Now, let's look at the LTspice design shown in Figure 1, which is a simple boost converter design. However, due to the versatility of LTspice, the IGBT and diode models are replaced by thermal models, and the heat flux is clearly indicated by the output pin, which can be connected to a thermal circuit (such as a heat sink). We use a simple RC circuit (in reality, designers need to carefully define the Zth model as a Cauer or Foster model).
During the operation of the converter, the heat flux forms a hot spot (in this example, the node Tsyst generates a voltage and needs to control the temperature). This temperature is input to the NTC model (Vishay wire bond die NTCC200E4203_T). The NTC signal is compared with the threshold through the Wheatstone bridge, amplified, and compared with the sawtooth signal (Vsaw). The final output Vsw is a pulse signal applied to the gate of the IGBT. The Rlim resistance defines below the temperature threshold, and we apply a 100% full duty cycle pulse to the IGBT gate. When overheating—the IGBT and diode generate heat—plus the ambient temperature (thermal circuit node Tamb voltage), the duty cycle decreases, and the buck converter output/input ratio (Vout / Vcc) decreases. As a result, the heat decreases and the temperature begins to stabilize. Above a certain temperature limit, this ratio must be reduced to 1.

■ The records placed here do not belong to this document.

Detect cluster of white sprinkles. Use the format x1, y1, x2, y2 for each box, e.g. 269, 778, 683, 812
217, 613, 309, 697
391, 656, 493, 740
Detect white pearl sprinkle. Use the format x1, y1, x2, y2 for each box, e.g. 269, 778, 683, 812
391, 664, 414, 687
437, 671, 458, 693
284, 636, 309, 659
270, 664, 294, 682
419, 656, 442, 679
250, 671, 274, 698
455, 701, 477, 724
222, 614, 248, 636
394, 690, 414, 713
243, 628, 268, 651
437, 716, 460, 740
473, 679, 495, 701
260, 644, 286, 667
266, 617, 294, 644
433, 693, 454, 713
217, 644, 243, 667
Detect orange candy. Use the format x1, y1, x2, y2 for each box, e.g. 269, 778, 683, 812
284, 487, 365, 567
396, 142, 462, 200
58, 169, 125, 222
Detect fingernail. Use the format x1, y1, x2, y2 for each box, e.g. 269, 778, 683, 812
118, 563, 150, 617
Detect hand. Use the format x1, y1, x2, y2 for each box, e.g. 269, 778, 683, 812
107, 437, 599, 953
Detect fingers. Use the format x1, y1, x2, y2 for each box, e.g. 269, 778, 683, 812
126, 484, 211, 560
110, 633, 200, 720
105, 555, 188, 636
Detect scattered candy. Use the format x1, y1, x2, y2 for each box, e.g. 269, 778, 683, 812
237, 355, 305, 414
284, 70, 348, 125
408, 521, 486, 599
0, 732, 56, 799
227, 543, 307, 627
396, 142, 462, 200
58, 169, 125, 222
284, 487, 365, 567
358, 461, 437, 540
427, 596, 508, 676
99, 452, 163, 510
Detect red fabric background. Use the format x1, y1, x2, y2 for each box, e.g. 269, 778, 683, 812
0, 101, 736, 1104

In order to complete the simulation in a reasonable time, the heat of the heat sink must be reduced. It may take several minutes or even hours for the heat increase, and we hope to see the effect within a short period of time.
The following are the simulation results: the results shown in each figure with or without temperature derating (to cancel the temperature control, the value of Rlim is very low).
As shown in Figure 2, the boost converter usually oscillates in the first 20 ms, which is not optimized. The temperature Tsyst (Figure 4) starts to rise, and then the ambient temperature rises. When Tsyst reaches 90 °C, Vout / Vcc starts to derate. Every time the ambient temperature rises a little, the duty cycle drops a little until the boost converter completely fails. At 110 °C, the derating reaches the maximum value.
Without temperature protection, Tsyst can reach 160 °C to 170 °C (Figure 4). In the actual power module, the peak temperature of the die can reach 200 °C or higher.
The voltages Vsense, Vntc and Vlim are shown in Figure 3. Figures 5 and 6 show the duty cycle changes at different times.
Of course, all thresholds are adjustable, and the switching thresholds can be adjusted accordingly.
For more complex simulations, we can also rebuild the full-bridge IGBT module (as shown in Figure 7). The inductive load of this circuit generates a 50 Hz sinusoidal current and the IGBT switching frequency is 30 kHz. The gate driver simulation circuit maintains a constant frequency below 125 °C and reduces the duty cycle to reduce the loss of the IGBT above this temperature.
In Figure 8, we can see the total thermal power generated by the IGBT switch (in W for I(V6)) and the temperature increase over time (in Celsius for V(Tsyst)).
Figure 8 The bottom graph shows the current generated.
Needless to say, adjusting the modulation parameters can reduce the temperature rise with time (Figure 8 bottom, red curve): shortening the switch duty time can reduce heat generation, but it will also cause sinusoidal signal loss.
We will not go into details of this situation, but we hope to illustrate through the examples provided that the use of NTC thermistors for LTspice circuit simulation has far-reaching significance, which can help MOSFET/IGBT module design engineers develop intuitive circuits and help them reduce The heat provides circuit protection.